In the present work the results of modeling on a computer are presented. It is of considerable interest to construct a general mathematical theory of correction of a system of interaction and, in particular, an analytical consideration of the model described below.
Let us pass to a detailed description of the model. Let \(A_1,\ldots,A_N\) be automata having two actions, 0 and 1. Two signals arrive at the input of each, which we shall conventionally call a win and a loss. These automata participate in a game \((^1)\). At each period of the game the automaton \(A_l\) \((1 \le l \le N)\) wins with probability \(p(\varepsilon_l,k)\), where \(\varepsilon_l\) is the action that the automaton made in the preceding period, and \(k\) is the number of automata that made action 1 in the preceding period \((^{1-3})\). The numbers \(p(\varepsilon,k)\), \(\varepsilon = 0,1;\ 0 \le k \le N\), determine the game interaction of the automata. Such a game is called symmetric. The work \((^8)\) is devoted to modeling such a game on a computer.
In the work the behavior is considered of a system consisting of \(N\) automata with linear tactics, participating in the described game, and of a device B, which changes the game interaction, i.e. the set of numbers \(p(\varepsilon,k)\) (only such sets were considered that \(p(0,k) + p(1,k) = 1\) for all \(k\), and \(0.2 \le p(0,k) \le 0.8\)), depending on the behavior of the automata in the game. The task of device B consists in producing such an interaction under which the average number of automata performing action 1 is equal to a previously specified number \(\theta_0\). The operation of device B proceeds as follows. At the initial moment \(p(0,k) = 0.5,\ 0 \le k \le N\). Device B simultaneously changed by \(h\) the \(v\) adjacent numbers \(p(0,k)\). After this the automata were given the opportunity to play \(\tau\) periods, and the average fraction of automata \(\theta_\tau\), performing during \(\tau\)

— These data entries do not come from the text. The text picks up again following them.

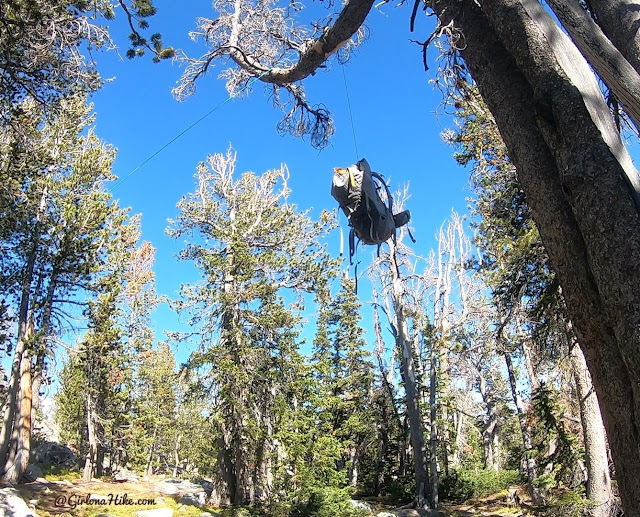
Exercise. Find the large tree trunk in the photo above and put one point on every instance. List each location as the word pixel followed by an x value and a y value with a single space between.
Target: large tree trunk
pixel 527 442
pixel 15 443
pixel 409 380
pixel 619 20
pixel 91 456
pixel 612 67
pixel 433 426
pixel 578 181
pixel 595 443
pixel 490 437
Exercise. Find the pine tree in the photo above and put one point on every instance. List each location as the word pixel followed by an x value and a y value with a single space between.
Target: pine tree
pixel 55 248
pixel 251 247
pixel 344 378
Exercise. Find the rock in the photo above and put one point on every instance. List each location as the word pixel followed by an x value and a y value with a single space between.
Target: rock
pixel 32 473
pixel 12 505
pixel 193 499
pixel 180 488
pixel 363 506
pixel 123 475
pixel 51 453
pixel 156 512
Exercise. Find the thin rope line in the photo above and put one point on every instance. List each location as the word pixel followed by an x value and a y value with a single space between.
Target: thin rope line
pixel 182 133
pixel 353 127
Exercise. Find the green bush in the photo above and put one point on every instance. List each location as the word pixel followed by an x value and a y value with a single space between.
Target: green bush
pixel 462 484
pixel 326 502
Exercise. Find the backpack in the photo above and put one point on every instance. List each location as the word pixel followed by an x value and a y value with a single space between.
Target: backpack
pixel 357 192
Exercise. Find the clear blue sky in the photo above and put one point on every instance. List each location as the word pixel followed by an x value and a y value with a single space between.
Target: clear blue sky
pixel 394 112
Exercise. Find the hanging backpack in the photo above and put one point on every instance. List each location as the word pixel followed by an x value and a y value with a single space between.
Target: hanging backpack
pixel 357 191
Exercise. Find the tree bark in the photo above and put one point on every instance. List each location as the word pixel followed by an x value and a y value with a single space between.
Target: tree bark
pixel 92 452
pixel 577 180
pixel 15 443
pixel 595 442
pixel 610 64
pixel 410 385
pixel 619 20
pixel 433 438
pixel 525 430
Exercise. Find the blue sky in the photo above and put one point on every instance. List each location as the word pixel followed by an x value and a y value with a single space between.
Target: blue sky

steps, action 1. According to the value of $\theta_T$, the change in the interaction was classified as favorable, unfavorable, or indifferent. A change was called favorable if, for it, $\theta_T$ was closer to the prescribed $\theta_0$ (the final effect) than the preceding $\theta_T$. If $\theta_T$ differed little from the preceding one, the change was called indifferent. Otherwise it was called unfavorable. A favorable change of the numbers $p(o,k)$ was retained and, if possible, an additional change in the same direction was made. If a change in the same direction was no longer possible, while the desired interaction had not yet been found, then device B changed $p(o,k)$ for $k_0+\nu \leq k < k_0+2\nu$. From an indifferent change device B refused, and passed to the next value of $k$. In the case of an unfavorable change, device B refused it and made a change of $p(o,k)$ $(k_0 \leq k < k_0+\nu)$ in the other direction.
Experience in modeling the game of automata on a digital computer showed that stable average characteristics are obtained only for a sufficiently large number of steps of the game (of the order of $10^4$–$10^5$ steps when the number of automata is $\sim 50$). On the other hand, the number of changes of the game interaction must be, on average, no less than several tens. Thus, with such a method of searching for a solution, $\sim 10^6$ steps would be required.

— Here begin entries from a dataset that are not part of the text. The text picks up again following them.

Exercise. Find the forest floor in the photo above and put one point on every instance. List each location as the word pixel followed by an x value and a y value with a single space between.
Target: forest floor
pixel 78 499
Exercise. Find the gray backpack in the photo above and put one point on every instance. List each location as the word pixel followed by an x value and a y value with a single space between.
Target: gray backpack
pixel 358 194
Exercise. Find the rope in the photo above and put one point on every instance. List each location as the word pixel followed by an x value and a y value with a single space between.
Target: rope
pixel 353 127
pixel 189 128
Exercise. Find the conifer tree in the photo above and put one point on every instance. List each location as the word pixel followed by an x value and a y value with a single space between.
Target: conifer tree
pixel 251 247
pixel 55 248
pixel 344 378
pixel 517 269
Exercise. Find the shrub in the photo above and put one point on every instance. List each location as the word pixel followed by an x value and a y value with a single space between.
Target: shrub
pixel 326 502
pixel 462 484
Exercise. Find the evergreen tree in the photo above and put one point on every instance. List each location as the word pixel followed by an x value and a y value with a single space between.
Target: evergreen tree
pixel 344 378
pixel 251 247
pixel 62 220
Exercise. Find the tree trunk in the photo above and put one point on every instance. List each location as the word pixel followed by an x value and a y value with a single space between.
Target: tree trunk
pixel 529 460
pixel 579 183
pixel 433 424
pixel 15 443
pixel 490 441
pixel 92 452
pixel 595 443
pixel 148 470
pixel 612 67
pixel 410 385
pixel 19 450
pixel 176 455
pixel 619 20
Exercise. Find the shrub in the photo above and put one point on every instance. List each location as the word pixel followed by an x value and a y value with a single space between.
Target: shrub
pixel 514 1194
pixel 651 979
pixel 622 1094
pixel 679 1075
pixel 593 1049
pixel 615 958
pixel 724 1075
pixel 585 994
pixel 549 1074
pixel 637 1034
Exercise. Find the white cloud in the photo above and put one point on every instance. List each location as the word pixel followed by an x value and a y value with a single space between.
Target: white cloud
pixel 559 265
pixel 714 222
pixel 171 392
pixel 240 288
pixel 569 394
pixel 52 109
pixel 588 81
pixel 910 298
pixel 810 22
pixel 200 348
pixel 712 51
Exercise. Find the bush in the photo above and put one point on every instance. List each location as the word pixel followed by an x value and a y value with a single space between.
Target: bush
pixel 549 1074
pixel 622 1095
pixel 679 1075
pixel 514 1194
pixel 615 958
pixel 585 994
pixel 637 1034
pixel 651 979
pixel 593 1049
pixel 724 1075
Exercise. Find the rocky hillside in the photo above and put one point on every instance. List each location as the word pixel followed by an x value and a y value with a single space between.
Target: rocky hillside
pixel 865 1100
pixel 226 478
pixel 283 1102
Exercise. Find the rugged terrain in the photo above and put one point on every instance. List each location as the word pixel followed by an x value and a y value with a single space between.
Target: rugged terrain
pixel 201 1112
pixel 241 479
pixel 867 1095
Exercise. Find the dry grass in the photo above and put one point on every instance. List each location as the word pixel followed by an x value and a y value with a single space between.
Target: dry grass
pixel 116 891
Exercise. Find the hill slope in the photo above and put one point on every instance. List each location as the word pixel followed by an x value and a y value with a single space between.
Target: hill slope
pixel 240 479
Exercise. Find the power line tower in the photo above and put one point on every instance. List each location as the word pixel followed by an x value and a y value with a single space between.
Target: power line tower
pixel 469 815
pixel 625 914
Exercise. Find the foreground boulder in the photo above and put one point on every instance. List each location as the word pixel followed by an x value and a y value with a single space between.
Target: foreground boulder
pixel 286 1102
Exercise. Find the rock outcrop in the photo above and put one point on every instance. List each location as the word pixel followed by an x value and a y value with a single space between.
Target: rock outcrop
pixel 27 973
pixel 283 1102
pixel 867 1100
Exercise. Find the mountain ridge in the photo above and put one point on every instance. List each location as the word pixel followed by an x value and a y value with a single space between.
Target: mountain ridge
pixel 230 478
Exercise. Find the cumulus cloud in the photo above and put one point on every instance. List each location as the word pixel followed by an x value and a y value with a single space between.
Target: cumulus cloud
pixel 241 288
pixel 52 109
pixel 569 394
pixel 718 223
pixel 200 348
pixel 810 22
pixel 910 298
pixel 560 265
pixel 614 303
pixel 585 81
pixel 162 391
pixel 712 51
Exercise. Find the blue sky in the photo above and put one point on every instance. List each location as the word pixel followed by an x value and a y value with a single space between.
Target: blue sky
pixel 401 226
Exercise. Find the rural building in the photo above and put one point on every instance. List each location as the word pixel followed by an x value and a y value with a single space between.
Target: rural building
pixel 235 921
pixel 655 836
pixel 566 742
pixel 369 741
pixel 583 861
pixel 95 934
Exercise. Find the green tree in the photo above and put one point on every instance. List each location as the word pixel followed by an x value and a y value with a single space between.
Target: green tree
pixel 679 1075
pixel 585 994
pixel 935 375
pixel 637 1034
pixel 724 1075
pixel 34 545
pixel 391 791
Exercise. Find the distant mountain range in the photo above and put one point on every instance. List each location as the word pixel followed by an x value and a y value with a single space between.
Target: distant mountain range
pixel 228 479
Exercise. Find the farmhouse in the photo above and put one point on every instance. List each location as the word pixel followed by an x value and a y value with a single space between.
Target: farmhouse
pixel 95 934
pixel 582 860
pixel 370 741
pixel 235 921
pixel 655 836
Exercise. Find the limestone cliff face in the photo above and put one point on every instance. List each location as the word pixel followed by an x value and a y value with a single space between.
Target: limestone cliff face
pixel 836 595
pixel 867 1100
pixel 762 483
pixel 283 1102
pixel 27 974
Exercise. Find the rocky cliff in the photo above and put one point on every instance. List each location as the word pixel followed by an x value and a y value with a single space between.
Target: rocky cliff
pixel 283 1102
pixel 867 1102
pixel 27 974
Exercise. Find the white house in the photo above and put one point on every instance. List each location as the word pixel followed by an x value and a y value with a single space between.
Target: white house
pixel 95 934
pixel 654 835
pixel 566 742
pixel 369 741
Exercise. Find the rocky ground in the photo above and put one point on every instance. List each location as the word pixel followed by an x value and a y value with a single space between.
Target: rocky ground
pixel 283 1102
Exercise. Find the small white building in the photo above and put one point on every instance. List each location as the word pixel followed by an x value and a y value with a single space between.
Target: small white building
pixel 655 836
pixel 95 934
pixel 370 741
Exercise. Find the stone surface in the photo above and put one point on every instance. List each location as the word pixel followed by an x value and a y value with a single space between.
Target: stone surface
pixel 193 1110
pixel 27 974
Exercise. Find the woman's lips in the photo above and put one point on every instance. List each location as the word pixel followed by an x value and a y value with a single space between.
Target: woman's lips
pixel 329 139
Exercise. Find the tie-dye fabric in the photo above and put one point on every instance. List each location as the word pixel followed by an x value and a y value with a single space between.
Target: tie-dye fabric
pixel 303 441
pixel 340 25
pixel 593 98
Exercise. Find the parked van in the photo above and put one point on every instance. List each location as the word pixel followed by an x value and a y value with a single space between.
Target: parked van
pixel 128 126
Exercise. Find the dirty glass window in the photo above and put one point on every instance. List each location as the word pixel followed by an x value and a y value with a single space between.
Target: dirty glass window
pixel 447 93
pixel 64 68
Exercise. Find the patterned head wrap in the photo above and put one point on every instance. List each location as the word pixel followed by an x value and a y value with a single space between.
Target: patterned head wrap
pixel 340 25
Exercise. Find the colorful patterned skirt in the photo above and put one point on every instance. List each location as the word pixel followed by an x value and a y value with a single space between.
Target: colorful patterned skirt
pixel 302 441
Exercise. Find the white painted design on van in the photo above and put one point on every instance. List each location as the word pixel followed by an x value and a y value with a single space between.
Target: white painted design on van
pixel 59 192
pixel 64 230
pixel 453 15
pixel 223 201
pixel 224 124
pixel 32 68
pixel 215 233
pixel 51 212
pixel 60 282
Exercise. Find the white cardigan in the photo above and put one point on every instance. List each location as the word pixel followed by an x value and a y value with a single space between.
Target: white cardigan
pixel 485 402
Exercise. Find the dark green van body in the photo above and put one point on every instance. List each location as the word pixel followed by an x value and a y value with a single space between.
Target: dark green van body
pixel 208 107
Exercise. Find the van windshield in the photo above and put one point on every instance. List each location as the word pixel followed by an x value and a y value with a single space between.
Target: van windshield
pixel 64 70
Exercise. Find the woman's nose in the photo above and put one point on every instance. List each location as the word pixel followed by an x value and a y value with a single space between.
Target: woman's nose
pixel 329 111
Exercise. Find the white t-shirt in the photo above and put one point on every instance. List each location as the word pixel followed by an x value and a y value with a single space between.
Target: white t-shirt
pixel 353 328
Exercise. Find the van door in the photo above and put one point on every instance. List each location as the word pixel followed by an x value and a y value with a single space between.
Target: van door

In the present work it is shown that the game interaction can be changed after $\tau = 10 \div 100$ steps of the game. In this case, for 50 automata one can select optimal parameters (memory $n=5$, $\nu=2$, $\tau = 10 \div 50$), for which the solution was found with satisfactory accuracy in 70% of the cases (with other parameter values, more rarely).
The system was required to find such an interaction for which the fraction of automata performing, on average, action 1 would vary within the limits from 0.15 to 0.25, while in the follow-up calculation, by which in what follows is meant a game with a fixed interaction over 10,000 steps, it would vary from 0.12 to 0.28.
The efficiency of the search could have been substantially increased by means of simple additional techniques (for example, by increasing $\tau$ as the required value $\theta_0$ is approached, etc.), but in this work we did not do this.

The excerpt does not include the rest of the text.